With the success of your book, you could certainly afford it, Holly thinks. “No, put it on the Finders Keepers card. Just tell me if there’s anything to tell.”
“I will. It’s probably nothing.”
“Then why did you call? Not just to ask if the company would buy breakfast for a possible source. I don’t believe that for a second.”
“I’ll tell you if anything comes of it. Even if it doesn’t. How’s it going out there in flyover country?”
She thinks about pushing Jerome for what’s on his mind—he’d tell her, she thinks it’s why he called—then decides not to. “It’s all A-OK so far, but I’m a little on edge. The woman stalking Kate means business.” She fills Jerome in, finishing with the forced door and the bloody mess poured over Kate’s luggage.

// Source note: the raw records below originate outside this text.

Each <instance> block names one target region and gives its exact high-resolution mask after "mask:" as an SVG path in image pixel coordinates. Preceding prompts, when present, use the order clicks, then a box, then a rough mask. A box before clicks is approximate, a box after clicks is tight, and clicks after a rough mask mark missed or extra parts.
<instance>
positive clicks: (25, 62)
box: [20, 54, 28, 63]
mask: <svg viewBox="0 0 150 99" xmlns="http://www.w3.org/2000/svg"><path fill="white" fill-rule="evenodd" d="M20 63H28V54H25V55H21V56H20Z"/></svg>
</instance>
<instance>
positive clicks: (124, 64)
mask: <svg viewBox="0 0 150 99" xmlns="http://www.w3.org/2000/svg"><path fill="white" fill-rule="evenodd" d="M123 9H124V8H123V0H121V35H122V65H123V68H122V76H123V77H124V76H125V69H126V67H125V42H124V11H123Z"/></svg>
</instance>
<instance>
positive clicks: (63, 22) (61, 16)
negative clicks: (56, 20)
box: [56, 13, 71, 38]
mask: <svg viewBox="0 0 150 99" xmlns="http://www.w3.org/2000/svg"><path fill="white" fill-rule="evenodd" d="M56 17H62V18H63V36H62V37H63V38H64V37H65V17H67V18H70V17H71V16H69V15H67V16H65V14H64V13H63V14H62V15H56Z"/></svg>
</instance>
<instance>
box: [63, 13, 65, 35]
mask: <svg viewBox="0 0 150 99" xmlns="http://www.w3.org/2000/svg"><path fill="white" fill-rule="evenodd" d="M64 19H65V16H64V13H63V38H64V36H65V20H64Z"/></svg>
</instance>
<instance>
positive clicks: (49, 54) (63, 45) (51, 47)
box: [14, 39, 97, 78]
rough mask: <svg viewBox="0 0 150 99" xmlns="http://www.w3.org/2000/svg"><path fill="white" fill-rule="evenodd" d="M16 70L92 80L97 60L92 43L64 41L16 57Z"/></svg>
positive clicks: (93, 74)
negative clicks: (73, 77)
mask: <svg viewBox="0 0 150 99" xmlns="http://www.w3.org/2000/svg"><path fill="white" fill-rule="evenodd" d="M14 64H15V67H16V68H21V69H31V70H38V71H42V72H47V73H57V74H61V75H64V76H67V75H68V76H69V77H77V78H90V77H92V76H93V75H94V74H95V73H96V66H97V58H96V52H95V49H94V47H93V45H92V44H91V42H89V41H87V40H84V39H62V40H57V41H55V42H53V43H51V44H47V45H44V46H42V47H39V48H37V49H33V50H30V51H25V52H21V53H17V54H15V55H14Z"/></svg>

“Has she thought about packing it in?”
“She won’t. She’s… dedicated.”
“Do you mean stubborn?” Jerome suggests.
A moment of silence from Iowa City. Then Holly says, “Both.”
“I’m a little surprised her publisher didn’t pull the plug. Those people tend to be timid.” He’s thinking of the run-up to the publication of his own book, and how the editor brought a sensitivity reader onboard to go over his manuscript. She suggested a few minor changes. Which Jerome made, guessing there would have been more if he were white.
“The publisher’s not in charge,” Holly says. “Kate’s doing this tour on her own. It’s politics more than publicity for her new book. She does have an assistant that’s coordinating with bookstores along the way. Her name is Corrie Anderson. I like her. She’s very capable. Which is good because Kate can be demanding.”